La domination américaine repose avant tout sur son complexe militaro-industriel : un budget obèse, des prestations piètres, une efficacité opérationnelle douteuse. Les observateurs initiés pouvaient s’en rendre compte, mais cela crève maintenant les yeux de toutes les populations : des HIMARS qui sont impuissants, des Patriots facilement destructibles et qui ne protègent donc de rien, des Javelin et autre « petits » matériels eux aussi inutiles et la liste est longue. Attendons la livraison des F16 pour que le monde s’éveille à l’impensable avec une aviation même pas obsolète, mais juste à côté de la plaque, sanctionnant un système qui est basé sur l’argent et non sur la performance.
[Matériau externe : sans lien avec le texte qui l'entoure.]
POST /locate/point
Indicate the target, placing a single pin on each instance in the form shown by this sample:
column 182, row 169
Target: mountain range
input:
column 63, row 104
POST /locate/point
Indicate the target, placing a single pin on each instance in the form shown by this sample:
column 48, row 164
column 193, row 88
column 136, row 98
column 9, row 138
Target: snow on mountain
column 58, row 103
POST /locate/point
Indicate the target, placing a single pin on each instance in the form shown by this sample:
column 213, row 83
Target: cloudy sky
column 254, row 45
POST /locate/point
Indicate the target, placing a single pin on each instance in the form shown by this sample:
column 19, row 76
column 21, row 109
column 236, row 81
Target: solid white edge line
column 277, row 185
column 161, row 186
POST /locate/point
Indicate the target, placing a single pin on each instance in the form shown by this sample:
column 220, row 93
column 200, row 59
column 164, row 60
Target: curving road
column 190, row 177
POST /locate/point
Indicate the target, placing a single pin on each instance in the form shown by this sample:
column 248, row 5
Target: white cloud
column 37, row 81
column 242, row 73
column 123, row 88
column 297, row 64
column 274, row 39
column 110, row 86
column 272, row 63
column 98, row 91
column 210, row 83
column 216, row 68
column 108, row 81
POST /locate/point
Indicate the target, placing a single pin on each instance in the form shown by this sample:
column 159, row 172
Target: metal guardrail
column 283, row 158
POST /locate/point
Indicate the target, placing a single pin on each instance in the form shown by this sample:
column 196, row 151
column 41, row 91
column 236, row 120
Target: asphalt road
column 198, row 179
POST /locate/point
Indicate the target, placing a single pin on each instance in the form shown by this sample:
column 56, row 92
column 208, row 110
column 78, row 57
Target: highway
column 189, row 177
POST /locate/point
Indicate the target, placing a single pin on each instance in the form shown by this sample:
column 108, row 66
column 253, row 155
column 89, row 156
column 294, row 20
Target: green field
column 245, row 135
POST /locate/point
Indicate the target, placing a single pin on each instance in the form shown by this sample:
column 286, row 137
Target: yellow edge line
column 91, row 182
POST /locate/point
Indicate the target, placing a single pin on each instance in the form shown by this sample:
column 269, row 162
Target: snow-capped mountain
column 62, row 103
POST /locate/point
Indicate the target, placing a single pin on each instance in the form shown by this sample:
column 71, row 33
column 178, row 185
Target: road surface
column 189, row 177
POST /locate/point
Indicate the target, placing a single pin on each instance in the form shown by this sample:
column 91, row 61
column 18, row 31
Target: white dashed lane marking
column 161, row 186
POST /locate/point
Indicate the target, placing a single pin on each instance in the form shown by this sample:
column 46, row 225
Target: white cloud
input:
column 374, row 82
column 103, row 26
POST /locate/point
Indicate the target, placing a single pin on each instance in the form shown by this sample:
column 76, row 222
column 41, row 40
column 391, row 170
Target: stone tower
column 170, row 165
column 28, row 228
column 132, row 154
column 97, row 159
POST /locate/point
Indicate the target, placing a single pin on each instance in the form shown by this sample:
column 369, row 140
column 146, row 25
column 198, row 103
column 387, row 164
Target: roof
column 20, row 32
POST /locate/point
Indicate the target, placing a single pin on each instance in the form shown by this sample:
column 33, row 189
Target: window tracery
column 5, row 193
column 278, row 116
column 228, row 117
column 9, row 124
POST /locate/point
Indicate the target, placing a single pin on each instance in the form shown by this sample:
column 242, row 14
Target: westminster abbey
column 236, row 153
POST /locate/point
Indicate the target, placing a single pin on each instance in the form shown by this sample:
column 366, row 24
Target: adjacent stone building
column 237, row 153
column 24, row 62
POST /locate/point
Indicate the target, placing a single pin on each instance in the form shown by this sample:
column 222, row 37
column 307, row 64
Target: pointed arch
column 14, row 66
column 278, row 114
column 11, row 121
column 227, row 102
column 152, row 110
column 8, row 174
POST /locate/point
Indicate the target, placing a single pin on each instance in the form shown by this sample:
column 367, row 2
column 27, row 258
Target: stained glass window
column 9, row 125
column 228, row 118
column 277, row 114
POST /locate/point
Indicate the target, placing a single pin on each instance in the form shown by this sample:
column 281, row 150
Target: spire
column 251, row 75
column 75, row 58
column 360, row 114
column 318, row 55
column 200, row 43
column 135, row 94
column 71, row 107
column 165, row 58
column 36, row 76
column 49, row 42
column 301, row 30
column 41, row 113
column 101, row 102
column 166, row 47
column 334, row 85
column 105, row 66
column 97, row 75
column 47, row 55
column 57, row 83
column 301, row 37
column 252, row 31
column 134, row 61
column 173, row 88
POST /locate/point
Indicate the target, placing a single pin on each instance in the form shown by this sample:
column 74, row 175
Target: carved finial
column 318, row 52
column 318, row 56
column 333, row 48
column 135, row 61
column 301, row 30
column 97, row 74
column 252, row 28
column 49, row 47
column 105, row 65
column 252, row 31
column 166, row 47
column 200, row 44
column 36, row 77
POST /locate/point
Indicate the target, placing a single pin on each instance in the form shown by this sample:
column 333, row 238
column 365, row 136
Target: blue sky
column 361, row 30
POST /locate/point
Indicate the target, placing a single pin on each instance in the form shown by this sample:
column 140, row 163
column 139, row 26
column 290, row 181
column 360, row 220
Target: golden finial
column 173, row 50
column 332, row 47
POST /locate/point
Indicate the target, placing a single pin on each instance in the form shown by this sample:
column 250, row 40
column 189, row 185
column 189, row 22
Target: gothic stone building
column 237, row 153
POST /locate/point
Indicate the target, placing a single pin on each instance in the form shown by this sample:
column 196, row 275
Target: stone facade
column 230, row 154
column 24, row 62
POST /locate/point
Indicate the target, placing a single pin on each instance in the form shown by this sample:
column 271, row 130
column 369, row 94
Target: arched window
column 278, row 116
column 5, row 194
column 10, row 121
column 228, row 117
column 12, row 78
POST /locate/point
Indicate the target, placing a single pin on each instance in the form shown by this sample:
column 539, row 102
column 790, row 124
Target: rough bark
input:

Du coup, les majors de l’armement commencent à subir un coup de tempête en bourse compte tenu des mauvais résultats obtenus par leurs produits. N’est-ce qu’un début ou, au contraire, leur cours va-t-il remonter en flèche du fait de budgets en rupture pour rattraper le retard cumulé ? Ce sera en réalité une question d’équilibre entre un déficit  gouvernemental abyssal, une dette insoutenable, le contexte de la dédollarisation et l’impérieuse nécessité de corriger le tir. Ne nous leurrons pas, tous les moyens coercitifs seront bons pour redresser la barre et les alliés seront mis à contribution. Le premier payeur sera la France qui devra sacrifier son industrie d’armement au profit de celle de son maître bien aimé, les Européens, déjà, n’achetant pas ou plus français, et ce dans un monde qui se BRICSise et où l’Occident collectif n’aura plus de prise.
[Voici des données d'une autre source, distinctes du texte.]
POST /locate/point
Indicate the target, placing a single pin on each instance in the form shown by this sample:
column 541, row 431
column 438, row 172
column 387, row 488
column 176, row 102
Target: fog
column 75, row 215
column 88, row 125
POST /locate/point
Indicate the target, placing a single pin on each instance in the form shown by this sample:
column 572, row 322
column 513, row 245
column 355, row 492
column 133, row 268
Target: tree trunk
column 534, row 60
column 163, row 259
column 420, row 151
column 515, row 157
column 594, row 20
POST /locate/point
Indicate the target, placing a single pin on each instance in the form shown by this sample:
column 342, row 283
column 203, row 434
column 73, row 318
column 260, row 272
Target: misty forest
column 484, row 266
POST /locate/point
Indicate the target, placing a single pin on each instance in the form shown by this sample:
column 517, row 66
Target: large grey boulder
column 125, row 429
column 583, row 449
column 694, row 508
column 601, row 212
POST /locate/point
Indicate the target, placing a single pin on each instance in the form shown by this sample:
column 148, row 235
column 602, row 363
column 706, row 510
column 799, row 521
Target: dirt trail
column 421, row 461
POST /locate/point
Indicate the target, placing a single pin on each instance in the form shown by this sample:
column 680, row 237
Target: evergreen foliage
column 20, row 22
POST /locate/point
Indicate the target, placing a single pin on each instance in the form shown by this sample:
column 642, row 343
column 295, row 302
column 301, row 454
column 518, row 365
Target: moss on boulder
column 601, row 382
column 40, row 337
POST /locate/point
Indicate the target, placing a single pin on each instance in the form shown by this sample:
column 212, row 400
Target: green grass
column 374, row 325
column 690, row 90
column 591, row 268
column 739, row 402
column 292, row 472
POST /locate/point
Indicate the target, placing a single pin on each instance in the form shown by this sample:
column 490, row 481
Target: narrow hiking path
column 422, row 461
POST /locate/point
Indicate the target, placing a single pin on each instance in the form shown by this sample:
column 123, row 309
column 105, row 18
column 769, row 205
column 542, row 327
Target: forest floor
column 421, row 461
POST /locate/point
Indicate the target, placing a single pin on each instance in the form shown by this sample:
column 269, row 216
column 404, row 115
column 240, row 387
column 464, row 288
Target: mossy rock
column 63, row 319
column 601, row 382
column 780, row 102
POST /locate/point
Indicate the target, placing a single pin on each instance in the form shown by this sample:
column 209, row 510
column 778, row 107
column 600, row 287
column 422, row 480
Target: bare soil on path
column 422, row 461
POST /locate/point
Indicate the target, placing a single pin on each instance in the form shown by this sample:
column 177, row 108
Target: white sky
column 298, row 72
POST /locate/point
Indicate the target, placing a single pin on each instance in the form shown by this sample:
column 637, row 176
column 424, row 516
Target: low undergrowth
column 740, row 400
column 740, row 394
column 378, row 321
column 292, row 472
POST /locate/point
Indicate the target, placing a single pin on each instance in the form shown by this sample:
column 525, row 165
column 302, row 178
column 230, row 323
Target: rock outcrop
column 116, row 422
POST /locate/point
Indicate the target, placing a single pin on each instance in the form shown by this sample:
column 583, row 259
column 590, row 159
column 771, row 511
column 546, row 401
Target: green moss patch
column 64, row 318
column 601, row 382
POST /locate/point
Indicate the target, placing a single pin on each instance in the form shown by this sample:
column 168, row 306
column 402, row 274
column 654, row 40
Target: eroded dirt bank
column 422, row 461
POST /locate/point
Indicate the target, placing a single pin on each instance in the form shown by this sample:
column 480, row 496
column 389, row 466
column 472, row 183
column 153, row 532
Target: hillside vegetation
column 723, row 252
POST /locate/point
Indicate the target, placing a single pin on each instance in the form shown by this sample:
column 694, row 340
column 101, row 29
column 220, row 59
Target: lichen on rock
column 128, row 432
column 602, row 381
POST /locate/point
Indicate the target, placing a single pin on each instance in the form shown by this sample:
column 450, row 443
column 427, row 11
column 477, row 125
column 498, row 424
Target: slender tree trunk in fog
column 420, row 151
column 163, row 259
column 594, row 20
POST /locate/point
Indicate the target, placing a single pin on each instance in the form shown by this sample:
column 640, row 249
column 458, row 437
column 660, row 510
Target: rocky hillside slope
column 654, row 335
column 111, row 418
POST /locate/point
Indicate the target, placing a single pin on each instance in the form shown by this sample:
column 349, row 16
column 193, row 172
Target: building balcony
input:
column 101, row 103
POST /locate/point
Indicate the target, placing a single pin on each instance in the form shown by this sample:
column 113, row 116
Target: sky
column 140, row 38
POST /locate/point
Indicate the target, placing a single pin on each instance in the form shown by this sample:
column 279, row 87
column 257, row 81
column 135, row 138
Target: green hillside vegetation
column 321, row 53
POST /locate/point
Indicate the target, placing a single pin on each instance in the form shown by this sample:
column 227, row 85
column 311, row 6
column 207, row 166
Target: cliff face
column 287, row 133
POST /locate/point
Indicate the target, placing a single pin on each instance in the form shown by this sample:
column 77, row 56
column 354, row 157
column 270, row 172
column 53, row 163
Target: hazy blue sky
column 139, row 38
La saisie des avoirs russes a complètement sapé la confiance d’une partie non négligeable du globe dans ce qui était la marque de fabrique des révolutions de la fin de la Renaissance : la propriété privée et son respect. L’empire anglo-saxon et ses satellites se sont donc coupés des investissements étrangers dont ils vivaient grassement jusque-là et surtout, ils ont perdu le caractère de refuge ou d’évasion fiscale pour ceux qui étaient assez riches dans des pays considérés souvent à tort comme autocratiques.
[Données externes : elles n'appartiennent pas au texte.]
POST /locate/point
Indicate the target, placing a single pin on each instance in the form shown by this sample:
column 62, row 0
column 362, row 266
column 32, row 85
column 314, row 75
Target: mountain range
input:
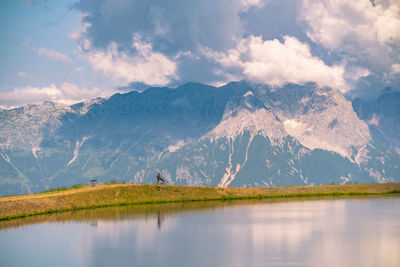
column 241, row 134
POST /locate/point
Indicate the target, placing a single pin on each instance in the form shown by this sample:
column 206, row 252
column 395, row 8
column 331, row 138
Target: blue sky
column 69, row 51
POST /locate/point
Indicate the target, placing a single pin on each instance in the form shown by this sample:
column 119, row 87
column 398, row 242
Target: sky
column 73, row 50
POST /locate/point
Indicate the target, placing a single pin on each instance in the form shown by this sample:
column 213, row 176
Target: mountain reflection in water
column 285, row 232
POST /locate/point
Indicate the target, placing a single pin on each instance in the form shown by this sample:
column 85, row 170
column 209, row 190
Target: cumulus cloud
column 275, row 63
column 145, row 66
column 364, row 31
column 53, row 54
column 49, row 53
column 395, row 68
column 24, row 75
column 65, row 93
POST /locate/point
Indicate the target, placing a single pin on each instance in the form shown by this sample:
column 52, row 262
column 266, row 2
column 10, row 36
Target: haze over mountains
column 240, row 134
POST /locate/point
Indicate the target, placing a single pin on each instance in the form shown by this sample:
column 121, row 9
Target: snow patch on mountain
column 250, row 117
column 320, row 118
column 78, row 145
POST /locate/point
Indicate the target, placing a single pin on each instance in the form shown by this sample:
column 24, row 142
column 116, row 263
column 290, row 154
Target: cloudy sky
column 69, row 51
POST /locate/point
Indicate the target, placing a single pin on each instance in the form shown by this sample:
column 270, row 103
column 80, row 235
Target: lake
column 285, row 232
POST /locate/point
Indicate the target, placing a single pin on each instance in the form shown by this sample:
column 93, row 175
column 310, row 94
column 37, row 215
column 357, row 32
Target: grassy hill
column 85, row 197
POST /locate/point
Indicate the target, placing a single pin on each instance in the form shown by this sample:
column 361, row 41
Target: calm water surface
column 323, row 232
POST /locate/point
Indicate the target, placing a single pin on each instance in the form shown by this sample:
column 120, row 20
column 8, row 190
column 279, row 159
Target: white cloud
column 49, row 53
column 395, row 68
column 275, row 63
column 249, row 3
column 24, row 75
column 53, row 54
column 65, row 93
column 359, row 29
column 79, row 69
column 145, row 66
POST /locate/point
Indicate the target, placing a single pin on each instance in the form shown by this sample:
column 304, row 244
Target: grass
column 84, row 197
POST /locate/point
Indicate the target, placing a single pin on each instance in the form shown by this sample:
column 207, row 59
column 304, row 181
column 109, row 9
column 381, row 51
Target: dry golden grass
column 116, row 195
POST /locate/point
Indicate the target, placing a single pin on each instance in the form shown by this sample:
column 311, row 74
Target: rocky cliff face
column 240, row 134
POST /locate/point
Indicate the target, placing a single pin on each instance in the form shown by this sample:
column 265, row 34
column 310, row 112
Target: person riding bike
column 159, row 178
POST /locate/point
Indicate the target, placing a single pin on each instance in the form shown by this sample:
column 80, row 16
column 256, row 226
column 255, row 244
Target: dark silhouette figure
column 160, row 180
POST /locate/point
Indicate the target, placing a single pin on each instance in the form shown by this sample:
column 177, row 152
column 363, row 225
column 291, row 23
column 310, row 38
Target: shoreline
column 86, row 197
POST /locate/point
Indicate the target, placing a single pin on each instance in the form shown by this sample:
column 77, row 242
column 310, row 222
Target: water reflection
column 333, row 232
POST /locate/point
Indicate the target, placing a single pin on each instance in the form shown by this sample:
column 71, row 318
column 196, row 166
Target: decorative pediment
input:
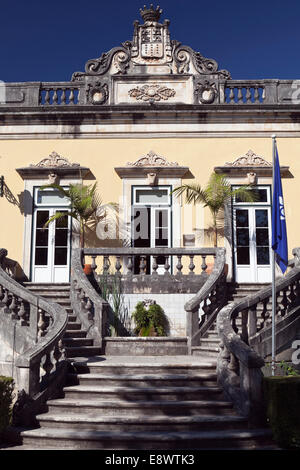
column 151, row 166
column 250, row 166
column 152, row 160
column 250, row 159
column 53, row 167
column 54, row 160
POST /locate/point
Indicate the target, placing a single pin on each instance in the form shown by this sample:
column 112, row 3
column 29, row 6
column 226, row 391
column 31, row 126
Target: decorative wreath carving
column 152, row 92
column 97, row 93
column 207, row 92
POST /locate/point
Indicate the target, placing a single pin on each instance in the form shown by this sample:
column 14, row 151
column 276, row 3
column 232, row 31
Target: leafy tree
column 214, row 196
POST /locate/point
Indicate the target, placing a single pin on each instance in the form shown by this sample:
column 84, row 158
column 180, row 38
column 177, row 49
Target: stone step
column 77, row 342
column 141, row 408
column 114, row 440
column 145, row 423
column 74, row 326
column 158, row 380
column 137, row 394
column 74, row 333
column 148, row 365
column 212, row 351
column 82, row 351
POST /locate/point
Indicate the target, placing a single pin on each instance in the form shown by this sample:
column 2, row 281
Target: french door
column 252, row 241
column 51, row 243
column 151, row 223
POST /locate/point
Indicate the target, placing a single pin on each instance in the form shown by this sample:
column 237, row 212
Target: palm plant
column 214, row 196
column 85, row 204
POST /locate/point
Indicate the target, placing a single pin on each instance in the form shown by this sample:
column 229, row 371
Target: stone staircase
column 137, row 402
column 209, row 344
column 75, row 339
column 144, row 403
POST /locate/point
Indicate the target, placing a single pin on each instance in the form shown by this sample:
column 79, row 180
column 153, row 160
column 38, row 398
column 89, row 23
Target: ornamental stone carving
column 151, row 93
column 54, row 160
column 249, row 159
column 152, row 159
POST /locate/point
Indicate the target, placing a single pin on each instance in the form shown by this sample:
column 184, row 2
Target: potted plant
column 85, row 207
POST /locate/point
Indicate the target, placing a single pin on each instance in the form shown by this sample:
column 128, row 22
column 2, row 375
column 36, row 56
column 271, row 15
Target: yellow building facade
column 142, row 119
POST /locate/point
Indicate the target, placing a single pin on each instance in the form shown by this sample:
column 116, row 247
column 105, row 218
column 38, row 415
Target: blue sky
column 48, row 41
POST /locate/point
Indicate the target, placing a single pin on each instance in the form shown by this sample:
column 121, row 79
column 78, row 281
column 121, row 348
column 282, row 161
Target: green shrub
column 6, row 397
column 151, row 321
column 282, row 402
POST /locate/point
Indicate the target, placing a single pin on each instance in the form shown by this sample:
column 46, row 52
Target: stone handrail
column 242, row 331
column 86, row 301
column 33, row 329
column 203, row 308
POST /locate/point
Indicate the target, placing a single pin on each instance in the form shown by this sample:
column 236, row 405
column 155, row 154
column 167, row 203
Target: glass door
column 252, row 239
column 151, row 223
column 51, row 243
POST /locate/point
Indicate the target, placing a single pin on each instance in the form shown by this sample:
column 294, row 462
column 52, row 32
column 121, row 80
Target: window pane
column 61, row 237
column 242, row 237
column 263, row 255
column 262, row 237
column 60, row 256
column 242, row 218
column 261, row 218
column 158, row 196
column 41, row 237
column 161, row 218
column 41, row 218
column 243, row 255
column 51, row 197
column 41, row 257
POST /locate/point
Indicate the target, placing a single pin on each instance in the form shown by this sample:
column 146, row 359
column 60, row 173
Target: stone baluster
column 167, row 266
column 47, row 364
column 71, row 96
column 94, row 265
column 55, row 96
column 130, row 266
column 41, row 323
column 256, row 94
column 14, row 307
column 240, row 94
column 231, row 94
column 63, row 96
column 248, row 95
column 191, row 265
column 22, row 313
column 252, row 321
column 154, row 266
column 106, row 264
column 47, row 96
column 203, row 265
column 118, row 265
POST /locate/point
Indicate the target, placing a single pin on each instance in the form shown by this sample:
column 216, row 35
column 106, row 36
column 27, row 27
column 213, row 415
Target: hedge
column 6, row 397
column 282, row 403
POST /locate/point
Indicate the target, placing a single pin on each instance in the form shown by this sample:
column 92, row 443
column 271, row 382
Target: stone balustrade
column 56, row 94
column 31, row 332
column 246, row 339
column 67, row 94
Le Moraliste en chef a, dans ces conditions, gâché sa réputation et cela sera encore consacré par sa défaite inéluctable en Ukraine. Dès lors, sa voix va devenir inaudible autant que son intelligence, récemment, l’était devenue, tant les états qui le constituent ont été affligés de dirigeants intellectuellement indigents, lâches et corrompus. L’effondrement est inévitable, peut-être est-il déjà en cours d’ailleurs quand on voit certaines populations tenant le haut du pavé être déconnectées des réalités physiques. Il ne nous reste plus à savoir si cela se produira « gentiment » comme lors de la chute de l’URSS ou si les sauvages déclencheront un conflit mondial majeur qui serait bien évidemment suicidaire. Dans des pays qui sont en train de légaliser l’euthanasie et la pédophilie, on peut, hélas, s’attendre au pire.

Par Jean-François Geneste, ancien directeur scientifique du groupe EADS/Airbus Group, PDG de WARPA.